TLDR: I wanted to generate an up-to-date disk image for a Rock Pi 4 using Yocto that included CUPS and Docker to both get a better understanding of Yocto and test the new SBOM generation feature.
As with many single-board computers (SBCs) from China, the issue often isn’t the board itself but rather the software. RockPi from Radxa is no exception. If you go and download the latest disk images for this board, you will notice that they are all end-of-life (EoL). However, these boards are still great and work very well for many applications. This should be top of mind if you are building a product that uses any of these devices.
I wanted to use one of the RockPi 4 boards I had for a simple print server. It’s not a customer product, of course, but let’s assume it was. Since it has the option to add eMMC storage, I find it more reliable than Raspberry Pi (I know the Raspberry Pi 5 allows for proper storage). However, given that I neither trust the Radxa disk images nor did I want to set things up on an already EoL Linux distribution, I started doing some digging.

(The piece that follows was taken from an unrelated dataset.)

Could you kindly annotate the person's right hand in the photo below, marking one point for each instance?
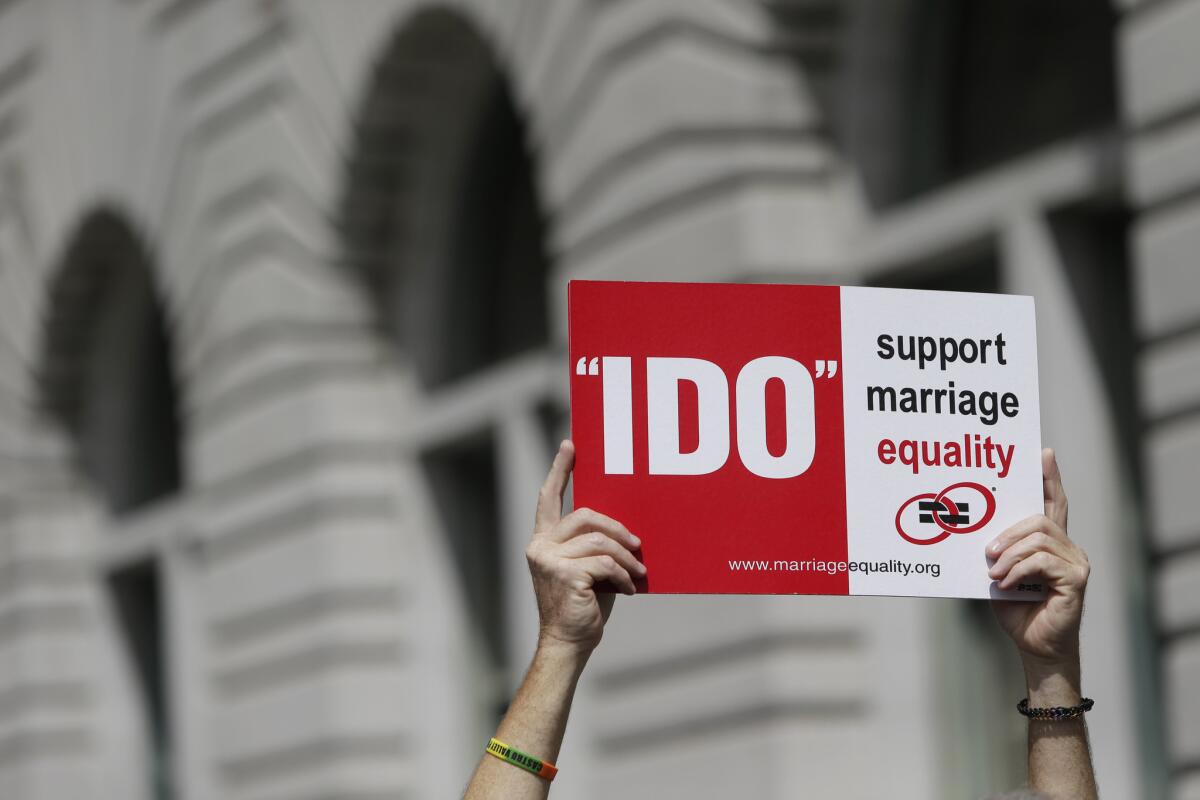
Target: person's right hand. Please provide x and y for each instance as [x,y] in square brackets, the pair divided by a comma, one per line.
[1038,549]
[569,555]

As it turns out, the RockPi is supported in Yocto.
Say what you want about Raspberry Pi, but you can still download an up-to-date OS that runs on the Pi 1. In this article, I will show you not only how to build a disk image with Yocto (in this case for the Rock Pi 4, but it can easily be adjusted for other boards), but we will also talk a bit about how Yocto generates SBOMs (hint: it’s really clever) and where to find your SBOMs.
What is Yocto anyways?
The Yocto Project is an open-source framework for building custom Linux distributions tailored to embedded systems. It provides a flexible, modular build system based on BitBake and OpenEmbedded, enabling developers to create highly optimized and reproducible Linux images for specific hardware. Yocto is widely used in industries like automotive, IoT, and networking due to its ability to support diverse architectures and long-term maintenance needs. With its layered architecture, extensive BSP support, and strong focus on customization, Yocto is a powerful tool for developers looking to build and maintain embedded Linux systems efficiently.

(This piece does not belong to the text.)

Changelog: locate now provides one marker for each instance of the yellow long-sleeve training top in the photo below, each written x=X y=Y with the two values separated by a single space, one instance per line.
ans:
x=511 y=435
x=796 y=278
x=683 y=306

I’ve toyed with it a few times over the years to build images for Raspberry Pis, but never really used it seriously. However, I recently crossed paths with some of the Yocto people in a CISA working group I’m co-chairing on SBOM generation. As it turns out, Yocto is very sophisticated when it comes to generating SBOMs, so I wanted to get some more up-to-date exposure to Yocto. Color me impressed. Not only did Yocto produce a Software Bill of Materials (SBOM) for me – it did so without even asking me.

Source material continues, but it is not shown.